Yes, then we got curb-stomped.

Still, though its shelf life was short, considering I didn't get last week's DD out until Tuesday so is my list of contenders; this is your Diarist of the Week.

Also written on deadline, BlueSeoul, on advice from counsel, gave us a final preview of the Gator Bowl based on his analysis of each game:

Well, maybe those last two were different, but it didn't matter.  Based on the results, you'd have to say that Tressel has been a master when it comes to The Game. 

If RR were going to make one of those for the gator bowl, it should read something like this:

  1. Stop #28
  2. Shadow #1, #27
  3. Stop Relf with run blitzes
  4. Pressure Relf up the middle on passing downs
  5. Don't let Relf pull the ball down on a scramble and head up the middle
  6. Yes, this means designed draws too! Especially on the designed draws!!
  7. For god's sake, if you have to choose between going after Relf or someone else, go after Relf!!!!
  8. Seriously, RELF!

Apparently, he forgot "CATCH THE DAMN BALL" and, uh, "play football."

Etc.

Michigan Paintball: This is serious. Michigan, in our quest to be better at everything, now competes in Paintball. It ain't varsity, but team member heffman has the lowdown on the team's successful start.

Michigan Men's Ice Hockey: For a brief moment this week, "CC" on this blog meant "Colorado College," not the other thing. During this time I managed to score tickets to see Michigan defeat CC at the Joe and replace that ugly green banner with a maize and blue one. Of course, I need not have gone through the trouble, since CC alum denverblue managed to preview the thing down to the color of Jaden Schwartz's bloomers.

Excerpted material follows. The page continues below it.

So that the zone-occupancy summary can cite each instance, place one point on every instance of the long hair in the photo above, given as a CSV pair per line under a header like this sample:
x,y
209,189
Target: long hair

Next week we'll let you know who's Michigan's head coach, and talk about how much longer this winter will last. Until then, maybe just stay indoors.

Comments

M-Wolverine

January 2nd, 2011 at 9:47 PM ^

But Misopogon Sunday post always gets short changed. But there was a malaise even before the game. Check out Brian's preview posts before the game. Sure, it was a holiday and all, but crappy bowl game threads got twice the attention, no more every CC thing posted blowing up way more. There's been more activity on the board than the front page all week (other than Brian's last coaching guess). I expect that to change tomorrow with Brian's reaction to the game. Any way Brian says will probably have someone up in arms.

caliblue

January 3rd, 2011 at 7:18 PM ^

Very much liked winter in Michigan opener. Very well written and a credit to the U. Brings back unpleasant memories of winter . However the season of dispair actuaal begins in September when it is now too cold to swim in the lakes, but not too cold yet for mosquitos.Usually winter could be mitigated by football until January. Then the promise of longer days as well as Basketball and Hockey would tide us over until May when ice would melt and the truly brave could attempt to swim again before Memorial Day. However somewhere lurked an evil wrench to go into the depression fighting machinery, to deflate the balloon of hope stored since the summer. Now I find no release from winter, no brief flicker of hope. Only the cold snow to drown the cry of rage as the right of victorious football is no more.